Introduction
What is new?
- 1.
The developmental stage of most prediction models is preliminary.
- 2.
The study quality of the studies in which prediction models were derived showed substantial variation.
- 3.
This review provides a clear overview of the current position of prediction models and insight into the shortcomings of these models.
- 4.
The results of this study show that present prediction models are not ready to be applied in daily practice.
- 5.
Future research should focus on validating earlier derived prediction models, rather than on developing new ones.
Prognostic research provides insight into various patient characteristics and physical examination results that may predict patient outcome. Therefore, such research can help physical therapists improve their prognostic estimations, and make their clinical decisions more transparent and uniform [1]. However, because of the variability in patients and their health problems, it is difficult to adequately estimate prognosis based on studies evaluating a single predicting variable [2], [3]. In prognostic research, this raises the need to focus on multiple prognostic factors at the same time, which allows us to construct so-called prediction models.
Prediction models can be described as a combination of patient characteristics or test results that increase or decrease the probability of treatment success, or a certain prognosis, or diagnosis [4], [5], [6], [7]. The clustering or combining of predicting variables to guide clinical decisions explains the strength of prediction models because this approach better matches the actual context of health care. Because therapeutic actions often depend on prognostic expectations, reliable estimations on this matter are of importance.

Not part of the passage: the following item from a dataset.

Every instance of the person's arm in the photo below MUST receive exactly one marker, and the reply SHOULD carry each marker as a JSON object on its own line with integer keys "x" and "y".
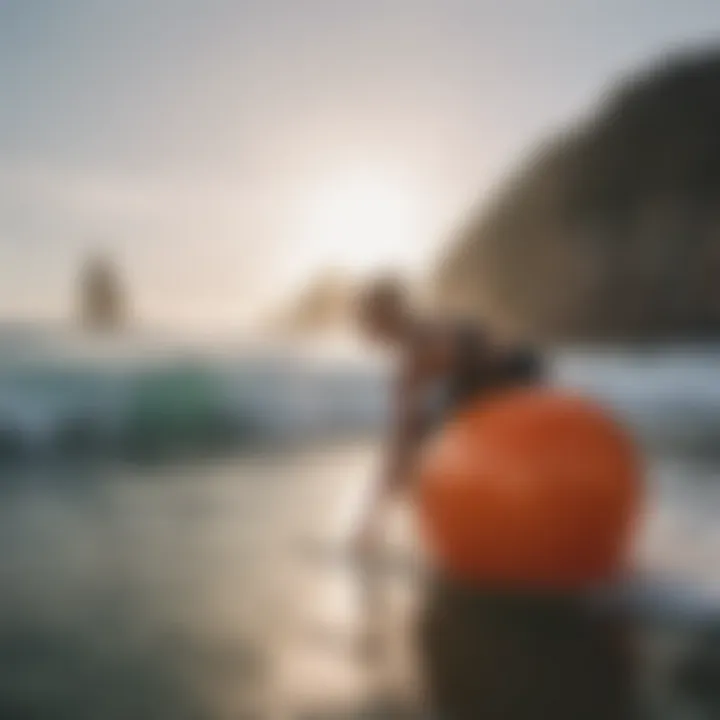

In the past decades, many prediction models have been developed that are relevant for physical therapists. We found four reviews that provide an overview of prediction models for musculoskeletal complaints that are relevant for physical therapists in primary care [8], [9], [10], [11]. One review [10] focused on prediction models that are assistive during the physical therapy management of low back pain. The other three reviews [8], [9], [11] focused on prediction models that aim to assist treatment selection. In addition to treatment selection, estimation of the probability of a certain prognosis is important in the work of physical therapists. Physical therapists use this estimation to decide whether or not a patient should be treated. For example, in case of a favorable prognosis, a physical therapist may decide that a wait and see policy is indicated. However, a comprehensive summary of prediction models to guide physical therapists during their evaluation of patient prognosis for musculoskeletal complaints in general is missing. Therefore, the present review addresses this by 1) summarizing prediction models relevant for physical therapy in primary care, 2) evaluating their methodological quality, and 3) describing their stage of development.